Of lives - their lives

She had a lively pair of eyes. Intelligent and inquisitive. Her hair done in braids and tied in a knot on top of her head. She was wearing a black knee length dress that caressed her body playfully. Chewing on a toothpick, she was efficiently calculating the money and delivering the order from the small window behind the bars. The place was cozy (read small), dark, plastic chairs arranged around plastic tables that were not in any order. There was pumping music and cigarette smoke in the air. She at times came out from behind the bars to settle orders personally with the customers or to give change. But most of the time, she was poised behind those bars, chewing on her toothpick and ardently following the movements and requests of her customers…whether it was that of buying a single cigarette from a packet or whether it was a cold bottle of beer, she managed it all with a smile. 

The customers are all male, and her business skills are deftly adapted to cater to the customer style.

I tend to believe, she is a provider.

She was wearing a zebra tshirt and a pair of jeans. Her walk had a swag, and her hips catering to the music as she moved from one table to another serving drinks and food as ordered. She was polite, inept with her English, but with a winning smile that more than made up for her English. I used sign language with her for our next order of Kilimanjaro (a Tanzanian beer), and she promptly served us.
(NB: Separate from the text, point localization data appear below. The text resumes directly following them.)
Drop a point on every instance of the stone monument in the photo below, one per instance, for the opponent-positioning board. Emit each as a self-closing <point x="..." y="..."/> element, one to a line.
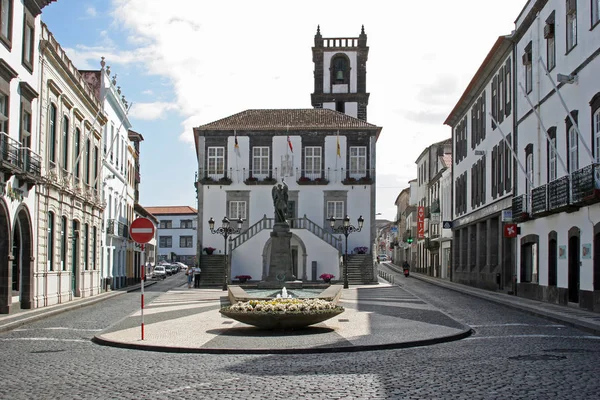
<point x="280" y="264"/>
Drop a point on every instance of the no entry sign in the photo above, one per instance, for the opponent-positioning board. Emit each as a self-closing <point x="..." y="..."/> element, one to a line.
<point x="141" y="230"/>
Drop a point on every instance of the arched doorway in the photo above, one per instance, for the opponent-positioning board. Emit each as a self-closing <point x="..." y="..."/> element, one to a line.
<point x="5" y="286"/>
<point x="22" y="266"/>
<point x="574" y="261"/>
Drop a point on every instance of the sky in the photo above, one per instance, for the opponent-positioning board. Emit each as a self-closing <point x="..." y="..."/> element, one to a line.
<point x="185" y="63"/>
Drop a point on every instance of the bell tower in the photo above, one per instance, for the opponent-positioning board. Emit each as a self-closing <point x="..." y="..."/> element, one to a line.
<point x="341" y="74"/>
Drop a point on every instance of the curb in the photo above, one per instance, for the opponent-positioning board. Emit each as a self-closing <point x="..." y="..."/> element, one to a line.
<point x="316" y="350"/>
<point x="65" y="307"/>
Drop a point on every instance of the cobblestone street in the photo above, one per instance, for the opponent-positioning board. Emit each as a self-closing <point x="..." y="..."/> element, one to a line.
<point x="511" y="355"/>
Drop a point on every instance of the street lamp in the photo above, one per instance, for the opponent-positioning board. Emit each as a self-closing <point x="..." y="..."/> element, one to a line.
<point x="346" y="229"/>
<point x="225" y="230"/>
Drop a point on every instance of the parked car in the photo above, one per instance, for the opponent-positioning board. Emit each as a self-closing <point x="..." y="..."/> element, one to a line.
<point x="159" y="272"/>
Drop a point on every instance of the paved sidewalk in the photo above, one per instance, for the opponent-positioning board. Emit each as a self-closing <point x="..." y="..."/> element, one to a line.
<point x="582" y="319"/>
<point x="12" y="321"/>
<point x="376" y="317"/>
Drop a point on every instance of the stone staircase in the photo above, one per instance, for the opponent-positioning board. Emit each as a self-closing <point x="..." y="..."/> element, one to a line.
<point x="212" y="269"/>
<point x="360" y="269"/>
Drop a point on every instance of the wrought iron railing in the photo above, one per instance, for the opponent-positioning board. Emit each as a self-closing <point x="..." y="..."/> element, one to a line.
<point x="586" y="184"/>
<point x="558" y="193"/>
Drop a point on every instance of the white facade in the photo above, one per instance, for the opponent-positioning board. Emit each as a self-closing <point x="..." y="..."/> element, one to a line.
<point x="559" y="234"/>
<point x="69" y="207"/>
<point x="19" y="160"/>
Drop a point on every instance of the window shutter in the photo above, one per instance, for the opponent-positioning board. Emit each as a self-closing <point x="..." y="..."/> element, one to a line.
<point x="507" y="173"/>
<point x="494" y="100"/>
<point x="508" y="93"/>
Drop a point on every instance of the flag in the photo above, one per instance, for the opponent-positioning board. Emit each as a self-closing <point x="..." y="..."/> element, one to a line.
<point x="236" y="145"/>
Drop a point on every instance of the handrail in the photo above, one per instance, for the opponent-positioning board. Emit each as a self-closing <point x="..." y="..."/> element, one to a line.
<point x="295" y="223"/>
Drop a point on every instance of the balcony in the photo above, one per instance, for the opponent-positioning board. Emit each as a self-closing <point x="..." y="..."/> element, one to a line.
<point x="558" y="195"/>
<point x="520" y="208"/>
<point x="586" y="185"/>
<point x="9" y="156"/>
<point x="539" y="201"/>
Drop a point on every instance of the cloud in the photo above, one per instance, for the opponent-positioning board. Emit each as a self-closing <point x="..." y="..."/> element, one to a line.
<point x="91" y="11"/>
<point x="151" y="111"/>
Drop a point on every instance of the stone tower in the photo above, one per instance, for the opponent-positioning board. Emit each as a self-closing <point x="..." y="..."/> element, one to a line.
<point x="341" y="74"/>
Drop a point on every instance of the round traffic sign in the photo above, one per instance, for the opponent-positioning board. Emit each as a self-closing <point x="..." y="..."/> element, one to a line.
<point x="141" y="230"/>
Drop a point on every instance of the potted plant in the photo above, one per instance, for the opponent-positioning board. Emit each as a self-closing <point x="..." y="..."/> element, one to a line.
<point x="243" y="278"/>
<point x="361" y="250"/>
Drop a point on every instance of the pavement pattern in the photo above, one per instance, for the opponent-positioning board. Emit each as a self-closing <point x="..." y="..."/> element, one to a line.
<point x="375" y="317"/>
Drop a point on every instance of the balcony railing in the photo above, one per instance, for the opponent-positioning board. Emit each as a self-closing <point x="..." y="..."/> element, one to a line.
<point x="586" y="185"/>
<point x="539" y="201"/>
<point x="520" y="208"/>
<point x="558" y="194"/>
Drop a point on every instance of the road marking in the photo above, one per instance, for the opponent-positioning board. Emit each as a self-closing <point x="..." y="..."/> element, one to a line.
<point x="533" y="336"/>
<point x="45" y="339"/>
<point x="182" y="388"/>
<point x="57" y="329"/>
<point x="497" y="325"/>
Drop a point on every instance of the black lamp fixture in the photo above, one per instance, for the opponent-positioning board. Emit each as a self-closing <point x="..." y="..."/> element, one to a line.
<point x="346" y="229"/>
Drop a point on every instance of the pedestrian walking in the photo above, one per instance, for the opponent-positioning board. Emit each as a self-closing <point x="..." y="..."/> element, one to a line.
<point x="197" y="277"/>
<point x="190" y="274"/>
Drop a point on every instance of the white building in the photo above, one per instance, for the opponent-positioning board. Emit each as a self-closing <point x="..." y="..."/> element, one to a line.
<point x="20" y="163"/>
<point x="177" y="233"/>
<point x="558" y="258"/>
<point x="70" y="204"/>
<point x="117" y="253"/>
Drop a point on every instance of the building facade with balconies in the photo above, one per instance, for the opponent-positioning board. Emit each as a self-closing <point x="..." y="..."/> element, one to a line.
<point x="20" y="161"/>
<point x="118" y="248"/>
<point x="557" y="199"/>
<point x="69" y="202"/>
<point x="482" y="125"/>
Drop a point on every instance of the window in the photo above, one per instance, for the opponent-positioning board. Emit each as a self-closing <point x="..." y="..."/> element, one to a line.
<point x="86" y="246"/>
<point x="76" y="151"/>
<point x="165" y="241"/>
<point x="50" y="241"/>
<point x="186" y="224"/>
<point x="571" y="24"/>
<point x="87" y="161"/>
<point x="358" y="160"/>
<point x="4" y="112"/>
<point x="52" y="134"/>
<point x="312" y="162"/>
<point x="573" y="141"/>
<point x="216" y="160"/>
<point x="335" y="209"/>
<point x="28" y="40"/>
<point x="63" y="243"/>
<point x="185" y="242"/>
<point x="166" y="224"/>
<point x="94" y="244"/>
<point x="237" y="209"/>
<point x="260" y="160"/>
<point x="596" y="128"/>
<point x="65" y="143"/>
<point x="6" y="21"/>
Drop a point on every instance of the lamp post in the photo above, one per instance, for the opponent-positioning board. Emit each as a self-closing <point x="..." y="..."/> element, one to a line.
<point x="225" y="230"/>
<point x="346" y="229"/>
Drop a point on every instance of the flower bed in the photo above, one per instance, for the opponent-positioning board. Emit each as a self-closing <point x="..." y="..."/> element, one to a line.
<point x="282" y="313"/>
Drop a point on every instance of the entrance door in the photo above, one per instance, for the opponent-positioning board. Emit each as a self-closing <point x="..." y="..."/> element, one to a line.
<point x="574" y="269"/>
<point x="75" y="258"/>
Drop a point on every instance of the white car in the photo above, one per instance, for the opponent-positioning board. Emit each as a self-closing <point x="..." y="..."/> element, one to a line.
<point x="159" y="272"/>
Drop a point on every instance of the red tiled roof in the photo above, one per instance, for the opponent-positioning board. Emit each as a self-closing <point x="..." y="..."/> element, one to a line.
<point x="272" y="119"/>
<point x="171" y="210"/>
Her hips continued to move to the music that prompted me to leave my seat and join her for a few minutes to test my “shaking” skills in between the disorganized tables and chairs. She barely moved her feet, but her body moved to every single beat that the music had to offer. Her plaited hair settled on her head and her arms close to her torso as she allowed the music to play with her senses. I admired her dancing skills while my own two feet forcefully moved themselves to accommodate any movement of my body. She smiled, as I gave up and settled back on my chair after a while.

I tend to believe, she enjoys living life.
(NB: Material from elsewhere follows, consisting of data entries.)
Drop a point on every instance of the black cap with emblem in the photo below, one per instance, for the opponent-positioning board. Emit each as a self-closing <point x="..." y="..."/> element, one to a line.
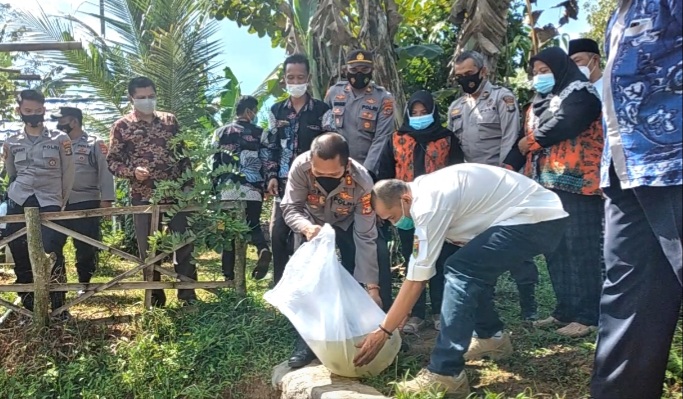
<point x="583" y="46"/>
<point x="357" y="57"/>
<point x="69" y="111"/>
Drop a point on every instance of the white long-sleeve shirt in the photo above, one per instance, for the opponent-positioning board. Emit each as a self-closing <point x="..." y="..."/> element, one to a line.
<point x="457" y="203"/>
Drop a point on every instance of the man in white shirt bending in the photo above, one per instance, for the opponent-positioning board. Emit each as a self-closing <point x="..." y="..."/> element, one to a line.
<point x="499" y="218"/>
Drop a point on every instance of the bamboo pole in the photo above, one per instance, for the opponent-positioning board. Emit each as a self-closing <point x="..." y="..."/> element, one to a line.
<point x="14" y="306"/>
<point x="180" y="277"/>
<point x="148" y="272"/>
<point x="41" y="267"/>
<point x="124" y="286"/>
<point x="91" y="241"/>
<point x="12" y="237"/>
<point x="100" y="212"/>
<point x="40" y="46"/>
<point x="26" y="77"/>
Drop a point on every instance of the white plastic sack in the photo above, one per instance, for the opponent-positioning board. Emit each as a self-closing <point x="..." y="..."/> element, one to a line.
<point x="3" y="212"/>
<point x="330" y="310"/>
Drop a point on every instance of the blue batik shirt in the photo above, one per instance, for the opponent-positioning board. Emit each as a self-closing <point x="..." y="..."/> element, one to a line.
<point x="642" y="94"/>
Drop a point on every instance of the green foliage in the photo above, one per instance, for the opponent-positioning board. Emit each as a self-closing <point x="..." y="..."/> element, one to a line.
<point x="598" y="14"/>
<point x="166" y="40"/>
<point x="262" y="17"/>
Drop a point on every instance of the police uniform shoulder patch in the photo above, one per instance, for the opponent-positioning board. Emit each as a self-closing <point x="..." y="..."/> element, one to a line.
<point x="510" y="103"/>
<point x="103" y="147"/>
<point x="388" y="106"/>
<point x="365" y="202"/>
<point x="67" y="147"/>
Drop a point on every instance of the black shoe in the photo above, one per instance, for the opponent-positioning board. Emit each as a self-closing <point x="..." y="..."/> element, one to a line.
<point x="302" y="355"/>
<point x="527" y="302"/>
<point x="262" y="265"/>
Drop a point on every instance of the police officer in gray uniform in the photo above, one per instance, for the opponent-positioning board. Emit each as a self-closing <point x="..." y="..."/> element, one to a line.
<point x="93" y="188"/>
<point x="486" y="121"/>
<point x="361" y="111"/>
<point x="40" y="167"/>
<point x="326" y="186"/>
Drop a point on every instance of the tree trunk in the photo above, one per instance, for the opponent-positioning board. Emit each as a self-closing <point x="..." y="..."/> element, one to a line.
<point x="379" y="22"/>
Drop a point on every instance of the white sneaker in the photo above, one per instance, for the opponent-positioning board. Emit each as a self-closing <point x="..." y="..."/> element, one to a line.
<point x="437" y="322"/>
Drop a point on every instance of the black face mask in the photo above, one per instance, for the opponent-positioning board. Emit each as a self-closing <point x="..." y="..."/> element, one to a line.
<point x="359" y="80"/>
<point x="66" y="128"/>
<point x="33" y="120"/>
<point x="329" y="184"/>
<point x="470" y="84"/>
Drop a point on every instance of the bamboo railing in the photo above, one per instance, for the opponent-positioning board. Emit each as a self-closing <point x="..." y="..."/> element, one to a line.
<point x="41" y="264"/>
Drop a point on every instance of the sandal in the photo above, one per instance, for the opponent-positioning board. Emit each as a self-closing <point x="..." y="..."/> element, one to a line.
<point x="262" y="264"/>
<point x="575" y="330"/>
<point x="413" y="325"/>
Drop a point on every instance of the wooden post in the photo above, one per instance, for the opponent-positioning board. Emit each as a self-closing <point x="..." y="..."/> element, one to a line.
<point x="149" y="270"/>
<point x="40" y="46"/>
<point x="241" y="256"/>
<point x="40" y="265"/>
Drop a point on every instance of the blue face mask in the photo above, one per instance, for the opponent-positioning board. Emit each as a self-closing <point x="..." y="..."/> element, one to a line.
<point x="421" y="122"/>
<point x="404" y="223"/>
<point x="544" y="83"/>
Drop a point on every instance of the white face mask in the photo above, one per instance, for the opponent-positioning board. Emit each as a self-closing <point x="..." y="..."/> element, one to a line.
<point x="586" y="70"/>
<point x="297" y="91"/>
<point x="145" y="106"/>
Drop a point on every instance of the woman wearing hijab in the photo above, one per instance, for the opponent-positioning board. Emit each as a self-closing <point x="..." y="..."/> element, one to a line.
<point x="561" y="149"/>
<point x="420" y="146"/>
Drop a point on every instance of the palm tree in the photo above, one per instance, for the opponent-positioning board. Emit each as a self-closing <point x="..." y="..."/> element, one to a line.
<point x="483" y="26"/>
<point x="165" y="40"/>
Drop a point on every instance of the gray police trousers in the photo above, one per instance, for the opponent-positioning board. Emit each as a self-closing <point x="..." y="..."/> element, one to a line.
<point x="183" y="256"/>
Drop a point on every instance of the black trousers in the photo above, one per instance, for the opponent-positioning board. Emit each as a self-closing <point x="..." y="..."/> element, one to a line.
<point x="53" y="242"/>
<point x="253" y="214"/>
<point x="86" y="254"/>
<point x="183" y="256"/>
<point x="641" y="297"/>
<point x="575" y="266"/>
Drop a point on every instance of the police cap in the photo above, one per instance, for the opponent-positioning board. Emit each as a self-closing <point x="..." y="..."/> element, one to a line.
<point x="358" y="57"/>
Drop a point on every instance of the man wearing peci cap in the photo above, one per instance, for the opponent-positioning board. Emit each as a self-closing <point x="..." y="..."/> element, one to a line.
<point x="586" y="54"/>
<point x="93" y="186"/>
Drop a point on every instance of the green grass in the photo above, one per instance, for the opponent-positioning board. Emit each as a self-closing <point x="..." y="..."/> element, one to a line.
<point x="227" y="347"/>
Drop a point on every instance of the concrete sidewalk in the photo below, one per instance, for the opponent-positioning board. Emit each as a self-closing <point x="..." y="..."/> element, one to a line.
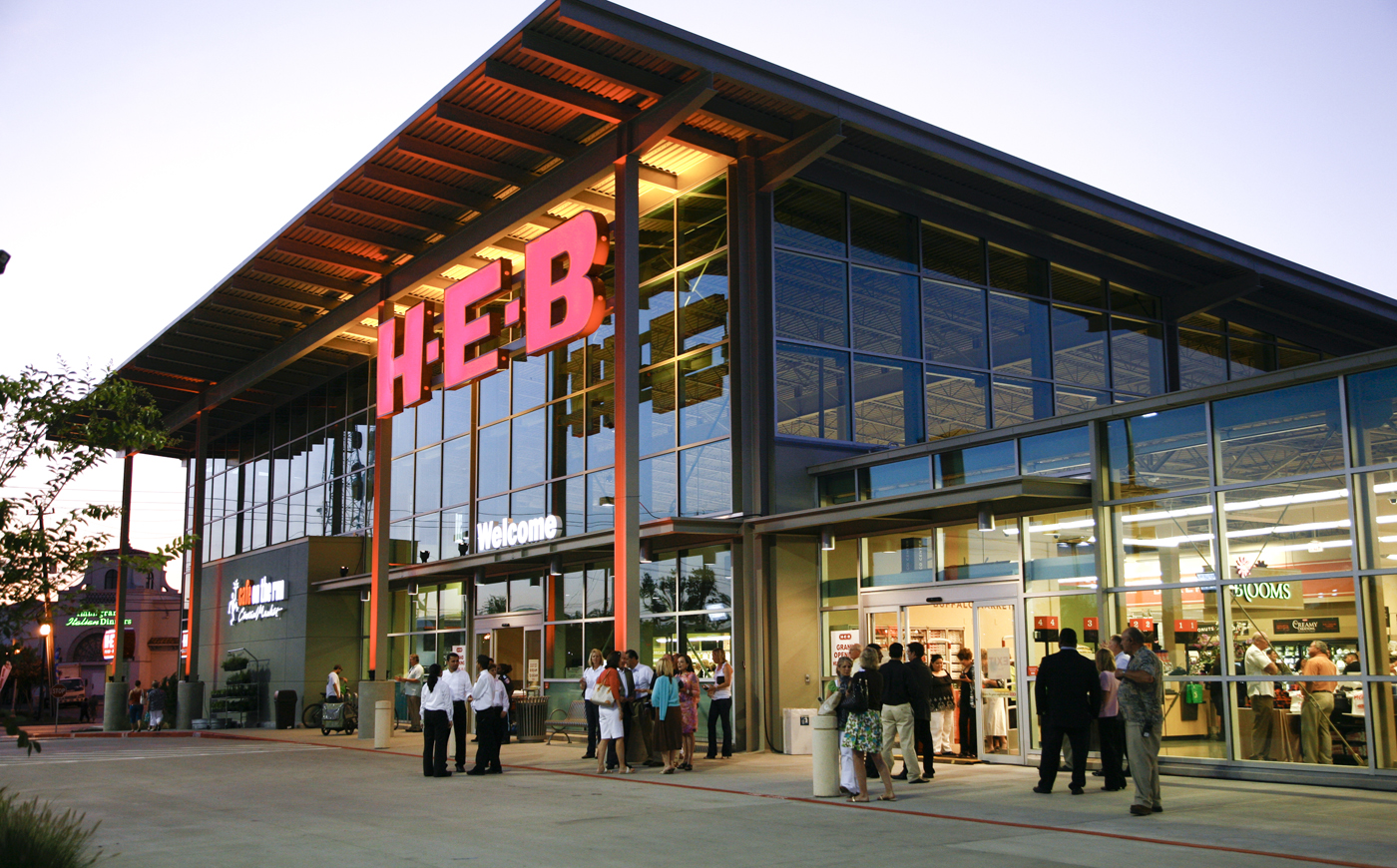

She had a white shawl wrapped around her. She seemed aloof yet interested in him. She was as if the morning cup of tea. The cup that knows that you are craving for it, and yet with great nonchalance the cup observes the tea being brewed, sieved, poured and sipped…bit by bit. He needed his morning sip, every moment, as he touched her face, her hair, her hand, her chest. He knew he would need her, again, the next evening. She knew he would need her, again, the next evening…the wait from the brewing to the sieving to the drinking...he will need her. But they both knew that soon the morning cup of tea will be forgotten as the day will progress between usual coffees and sodas and juices. She smiled at him teasing him with her eyes and rested her back on the wall, her purse on the plastic table next to the bottle of a Castle lager and her hands placed on his. He looked at her intently, the passion in his demeanor was as if nothing existed in that dinghy room amongst the scattered people, their lives and nicotine suffocation, but for her being, her white shawl and her aloofness. He engaged her in a conversation. It was important for him.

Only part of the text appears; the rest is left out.